From: Nikolai Weibull <mailing-lists.context-users@rawuncut.elitemail.org>
Subject: Re: An idea
Date: Mon, 5 Dec 2005 21:48:09 +0100	[thread overview]
Message-ID: <20051205204809.GD19534@puritan.petwork> (raw)
In-Reply-To: <439353D5.4070704@wxs.nl>

[-- Attachment #1: Type: text/plain, Size: 6475 bytes --]

Hans Hagen wrote:

> Nikolai Weibull wrote:

> > Is there (going to be) any support for this export format in ConTeXt
> > so that I can just generate this kind of XML instead so that we only
> > do things once?  I found this in mscite-p.pdf: “The exporter will be
> > descibed as soon as there are styles for processing the XML code.
> > For the moment we stick to showing the schema.”  Am I to take it
> > that there are plans for handling this, but that nothing has been
> > written yet?  I’ll gladly help out if I can.  I was hoping to make
> > an article out of this, but now it seems that a lot of groundwork
> > has already been done.  (I really need to write some articles if I’m
> > going to be accepted for a postgraduate position.)

> see attached zip   

> this is what is produced, writing an xml mapping to context code (i must 
> have an example somewhere but cannot find it now)

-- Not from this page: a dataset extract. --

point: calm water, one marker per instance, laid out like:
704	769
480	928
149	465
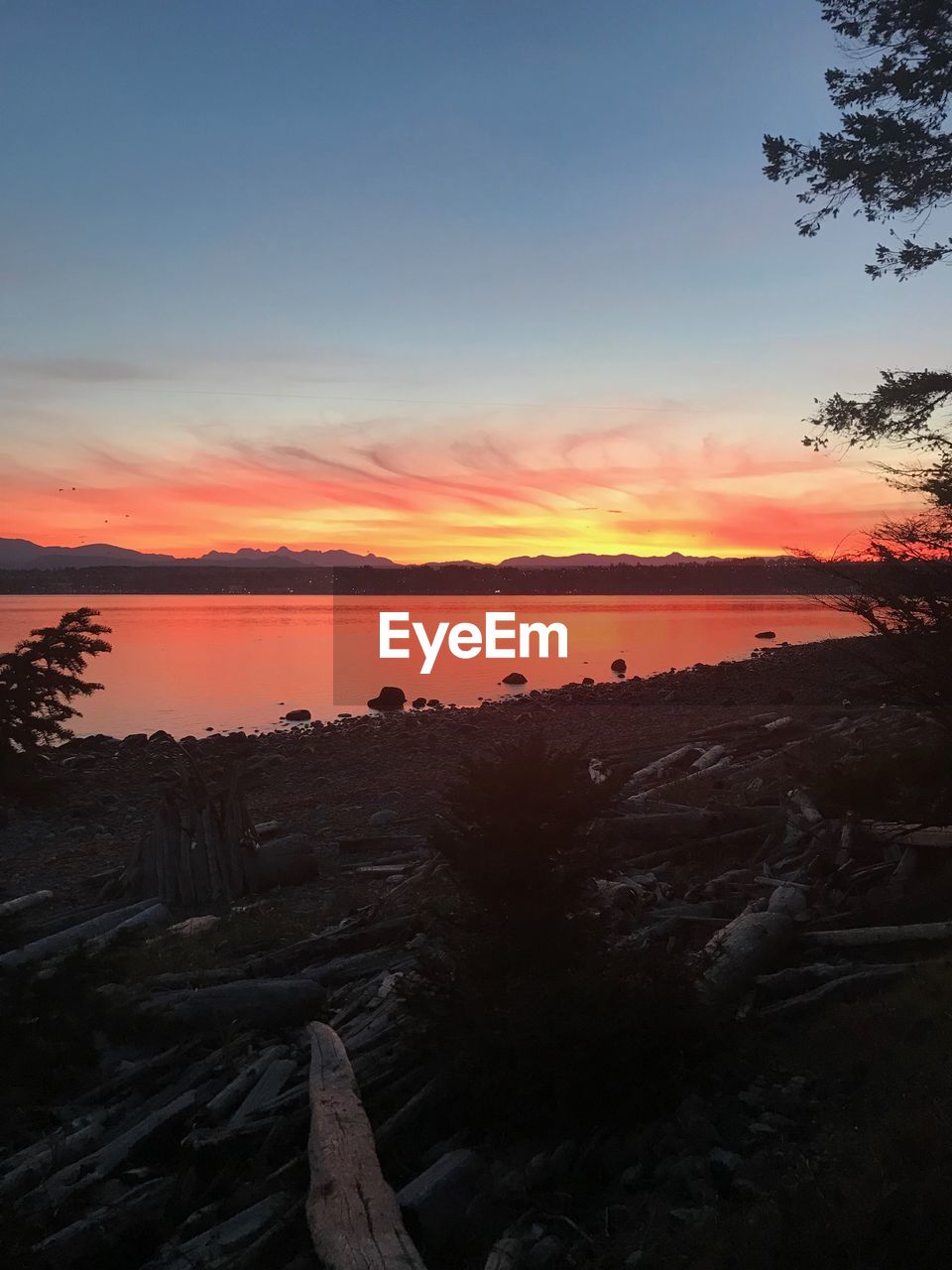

(I come off quite negative in this response, but I am not trying to
place blame here, just trying to come up with something better.)

That’s just horrendous.  The ‘n’ attribute on ‘line’ is useless (and why
are empty lines unnumbered?).  You can just as easily use XSLT’s
<number/> to get that effect:

  <xsl:template match="scite:line">
     <xsl:number/>. <xsl:apply-templates/>
  </xsl:template>

Furthermore, the ‘n’ attribute on ‘t’ is equally useless.  How am I to
know what “3” stands for when converting?

Finally, what’s the reason for having ‘s’?  It just complicates matters
immensely:

  <xsl:template match="scite:s">
    <xsl:call-template name="print-spaces">
      <xsl:with-param name="n" select="@n"/>
    </xsl:call-template>
  </xsl:template>

  <xsl:template name="print-spaces">
    <xsl:param name="n"/>
    <xsl:if test="number($n) > 0">
      <xsl:text> </xsl:text>
      <xsl:call-template name="print-spaces">
        <xsl:with-param name="n" select="number($n) - 1"/>
      </xsl:call-template>
    </xsl:if>
  </xsl:template>

The problem is that the ‘n’ attribute has a default of 1, but as there’s
no way to express default values for attributes in Relax-NG (and there’s
no schema at the bogus url http://www.scintila.org/scite.rng) we’d have
to hack it even more.

Could you enlighten me on the merits of having a tag for representing
(sequences of) whitespace?

Here’s a suggestion for a better grammar:

ID.datatype = xsd:ID
LanguageCode.datatype = xsd:language

id.attrib = attribute id { ID.datatype }?
xmlbase.attrib = attribute xml:base { text }?
Core.attrib = id.attrib, xmlbase.attrib
lang.attrib = attribute xml:lang { LanguageCode.datatype }?
I18n.attrib = lang.attrib
Common.attrib = Core.attrib, I18n.attrib

start = file | line | segment | whitespace

file = element file { file.attlist, file.content }
file.attlist = Common.attrib, attribute path { text }, attribute type { text }
file.content = line*

line = element line { line.attlist, line.content }
line.attlist = Common.attrib
line.content = (segment | whitespace)*

segment = element segment { segment.attlist, text }
segment.attlist = Common.attrib, attribute type { text }

whitespace = element whitespace { whitespace.attlist, empty }
whitespace.attlist = Common.attrib

I’m sure that there are things missing and that it can be improved
further, but it’s a good start in my opinion.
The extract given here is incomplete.